Deadly silencing

The tragic deaths in recent weeks of Gareth Williams and Kristian Digby show the tremendous human costs that are associated with the culture of shame surrounding alternative sexual practices. According to some reports, Williams had a fetishistic interest in claustrophilia (an erotic response to enclosed spaces) while Digby engaged in auto-erotic asphyxiation. Both activities are very dangerous and not to be recommended. However, there are some techniques that participants can use to mitigate the dangers of these activities. For example, one can arrange to have a friend or play partner available to stop the game (perhaps with a safe word) or provide first-aid in case anything goes wrong. There are also particular parts of the body that can be avoided during play so as to reduce the risk of a serious or fatal injury.

It is a mark of social progress if people feel capable of discussing these practical issues surrounding deeply personal desires in any forum (whether online or elsewhere). Unfortunately, this is exactly the sort of progress that our politicians (and some of their moralising supporters) seem happy to snuff out. Searching for information (especially explicit demonstrations of safety) on claustrophilia or erotic asphyxiation could well turn up content that might be classed as ‘extreme’ according to law, meaning interested practitioners could be penalised for looking for safe techniques with which to fulfill their desires. Besides that, the message sent out by restrictions on extreme pornographic content is that people should feel ashamed of their desires and avoid discussing them in public. This could provoke people to take greater risks than is really necessary.

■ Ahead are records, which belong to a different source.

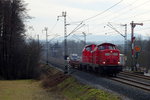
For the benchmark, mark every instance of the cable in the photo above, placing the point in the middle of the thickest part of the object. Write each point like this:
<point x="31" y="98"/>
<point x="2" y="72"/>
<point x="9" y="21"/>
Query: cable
<point x="122" y="8"/>
<point x="103" y="11"/>
<point x="131" y="9"/>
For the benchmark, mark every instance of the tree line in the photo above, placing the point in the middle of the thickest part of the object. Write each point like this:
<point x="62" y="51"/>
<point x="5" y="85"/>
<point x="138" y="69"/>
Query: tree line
<point x="18" y="57"/>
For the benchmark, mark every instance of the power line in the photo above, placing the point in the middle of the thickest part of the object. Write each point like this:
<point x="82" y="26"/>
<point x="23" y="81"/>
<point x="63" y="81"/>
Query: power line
<point x="103" y="11"/>
<point x="121" y="9"/>
<point x="121" y="14"/>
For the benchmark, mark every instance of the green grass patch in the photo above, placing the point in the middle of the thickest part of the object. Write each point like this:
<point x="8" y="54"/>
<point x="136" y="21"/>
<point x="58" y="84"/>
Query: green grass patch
<point x="74" y="90"/>
<point x="24" y="90"/>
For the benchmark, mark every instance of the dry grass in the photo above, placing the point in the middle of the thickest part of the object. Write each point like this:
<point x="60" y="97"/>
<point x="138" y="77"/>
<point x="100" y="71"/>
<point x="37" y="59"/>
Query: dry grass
<point x="25" y="90"/>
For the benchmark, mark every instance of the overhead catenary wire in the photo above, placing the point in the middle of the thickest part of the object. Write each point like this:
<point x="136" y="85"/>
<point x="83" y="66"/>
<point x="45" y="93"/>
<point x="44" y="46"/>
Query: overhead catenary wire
<point x="103" y="11"/>
<point x="129" y="10"/>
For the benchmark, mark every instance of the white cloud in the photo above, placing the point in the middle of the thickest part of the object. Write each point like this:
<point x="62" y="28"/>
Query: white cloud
<point x="46" y="12"/>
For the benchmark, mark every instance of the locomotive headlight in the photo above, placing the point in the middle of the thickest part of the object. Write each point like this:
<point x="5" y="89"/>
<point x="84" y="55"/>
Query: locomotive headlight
<point x="115" y="54"/>
<point x="107" y="54"/>
<point x="104" y="62"/>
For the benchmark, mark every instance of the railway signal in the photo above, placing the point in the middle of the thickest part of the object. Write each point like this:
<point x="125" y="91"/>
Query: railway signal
<point x="132" y="42"/>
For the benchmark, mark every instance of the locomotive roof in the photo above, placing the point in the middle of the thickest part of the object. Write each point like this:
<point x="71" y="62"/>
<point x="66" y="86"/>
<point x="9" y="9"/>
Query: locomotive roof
<point x="107" y="44"/>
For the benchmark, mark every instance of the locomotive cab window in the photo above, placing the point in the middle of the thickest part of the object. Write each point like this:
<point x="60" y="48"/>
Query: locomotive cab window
<point x="111" y="47"/>
<point x="104" y="47"/>
<point x="88" y="48"/>
<point x="101" y="48"/>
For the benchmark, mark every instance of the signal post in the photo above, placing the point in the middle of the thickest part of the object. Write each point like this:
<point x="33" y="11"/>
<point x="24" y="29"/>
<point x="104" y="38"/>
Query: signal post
<point x="132" y="43"/>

A number of feminist theorists have used the notion of “silencing” (or illocutionary disablement) to justify restrictions on pornographic expression. They argue that the distribution of pornography limits the free actions of women by, for example, preventing them from being heard when they say ‘no’ to sex. Men who view pornography, on their account, are less likely to respond to a woman’s right to refuse sex. Empirical evidence for this hypothesis is not very strong at all. Put simply, the (legal) availability of pornography does not appear to be associated, in aggregate, with less respect for women’s social and political rights. There is another possible and unintended effect of restrictions on pornographic expression however: the silencing of information about alternative sexual practices. One cannot say how many lives could be saved by taking a more mature attitude to information containing sexual content, and alternative (even if dangerous) sexual practices more generally, but it is plausible that a number could be.